Now, you might think this reference to Yellowstone is silly. But it is not. I recently read Justin Farrell’s Billionaire Wilderness: The Ultra-Wealthy and the Remaking of the American West and it is quite telling. Basically, what you have is very rich people, often billionaires and usually deeply committed to some form of hard-right libertarianism that tells themselves that all their money is because of their hard work and that the government is the enemy, have bought up pretty much all the available land around Jackson Hole, Wyoming. They create enormous conservation easements, but they also create the nation’s highest income inequality and they just can’t see past their own ideologies to see the problems this creates. Well, the thing is that the area around Jackson isn’t really that large. Much of Wyoming isn’t all that nice and it’s far away from the amenities the extremely wealthy want. But over the Yellowstone National Park into Montana, oh yeah! And that’s where a lot of these people are moving. They are turbocharging Montana’s race to the right with their money and their commitments.

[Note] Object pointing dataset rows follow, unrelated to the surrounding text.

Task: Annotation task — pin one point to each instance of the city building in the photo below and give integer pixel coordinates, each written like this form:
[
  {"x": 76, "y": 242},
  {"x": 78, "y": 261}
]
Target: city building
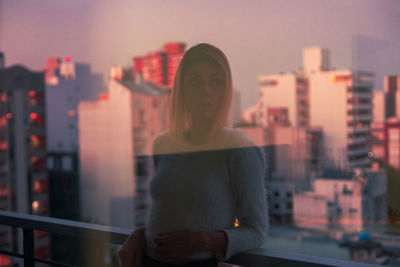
[
  {"x": 392, "y": 96},
  {"x": 377, "y": 139},
  {"x": 337, "y": 101},
  {"x": 284, "y": 100},
  {"x": 343, "y": 201},
  {"x": 23, "y": 172},
  {"x": 67, "y": 83},
  {"x": 116, "y": 134},
  {"x": 291, "y": 154},
  {"x": 159, "y": 67},
  {"x": 392, "y": 142}
]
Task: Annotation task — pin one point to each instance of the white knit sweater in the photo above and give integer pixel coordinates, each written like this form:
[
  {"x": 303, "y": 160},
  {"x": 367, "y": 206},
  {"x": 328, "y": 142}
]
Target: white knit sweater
[{"x": 205, "y": 187}]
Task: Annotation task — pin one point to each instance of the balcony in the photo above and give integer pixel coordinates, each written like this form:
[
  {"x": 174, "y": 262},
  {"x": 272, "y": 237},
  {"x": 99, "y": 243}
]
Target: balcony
[{"x": 106, "y": 234}]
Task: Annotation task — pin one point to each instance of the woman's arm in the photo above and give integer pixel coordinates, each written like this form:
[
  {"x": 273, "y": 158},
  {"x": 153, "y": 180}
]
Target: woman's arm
[
  {"x": 213, "y": 241},
  {"x": 247, "y": 167}
]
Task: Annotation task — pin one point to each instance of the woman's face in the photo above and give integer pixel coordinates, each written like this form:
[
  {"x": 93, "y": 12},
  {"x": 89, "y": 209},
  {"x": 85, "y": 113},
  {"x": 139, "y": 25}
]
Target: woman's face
[{"x": 203, "y": 90}]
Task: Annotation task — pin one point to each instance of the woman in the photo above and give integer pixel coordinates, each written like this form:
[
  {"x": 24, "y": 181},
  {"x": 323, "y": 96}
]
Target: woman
[{"x": 209, "y": 199}]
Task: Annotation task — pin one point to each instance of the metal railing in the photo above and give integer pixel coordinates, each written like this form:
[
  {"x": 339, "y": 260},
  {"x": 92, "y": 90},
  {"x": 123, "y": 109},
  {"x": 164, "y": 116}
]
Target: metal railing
[{"x": 106, "y": 234}]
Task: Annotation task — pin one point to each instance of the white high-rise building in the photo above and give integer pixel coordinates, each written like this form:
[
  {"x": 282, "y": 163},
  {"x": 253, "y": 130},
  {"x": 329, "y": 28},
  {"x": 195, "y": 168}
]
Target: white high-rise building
[
  {"x": 67, "y": 83},
  {"x": 115, "y": 137},
  {"x": 339, "y": 102},
  {"x": 343, "y": 201},
  {"x": 284, "y": 101}
]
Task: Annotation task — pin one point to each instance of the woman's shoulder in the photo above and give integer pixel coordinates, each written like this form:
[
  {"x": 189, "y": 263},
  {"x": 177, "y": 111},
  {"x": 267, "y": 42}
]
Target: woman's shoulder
[{"x": 162, "y": 143}]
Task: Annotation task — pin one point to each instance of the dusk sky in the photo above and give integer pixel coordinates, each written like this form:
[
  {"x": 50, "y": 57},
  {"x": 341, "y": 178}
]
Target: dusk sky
[{"x": 259, "y": 37}]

And don’t fool yourself–these people aren’t that smart. They are watching Costner on Yellowstone and are like, I could be that guy but even better because I am real and rich and Republican. So they move there and do that.

It’s all quite distressing. It’s also going to be very interesting to see whether Tester, who is a very good politician for Montana, can win another term in the Senate next year. Don’t count him out–he is on election #4 and there are liberals moving into places such as Missoula and Bozeman. But Montana has become like Idaho when it threw out Frank Church or Utah when it threw out Frank Moss. It’s just crazy land out there and it’s hard to see a return to sanity anytime soon.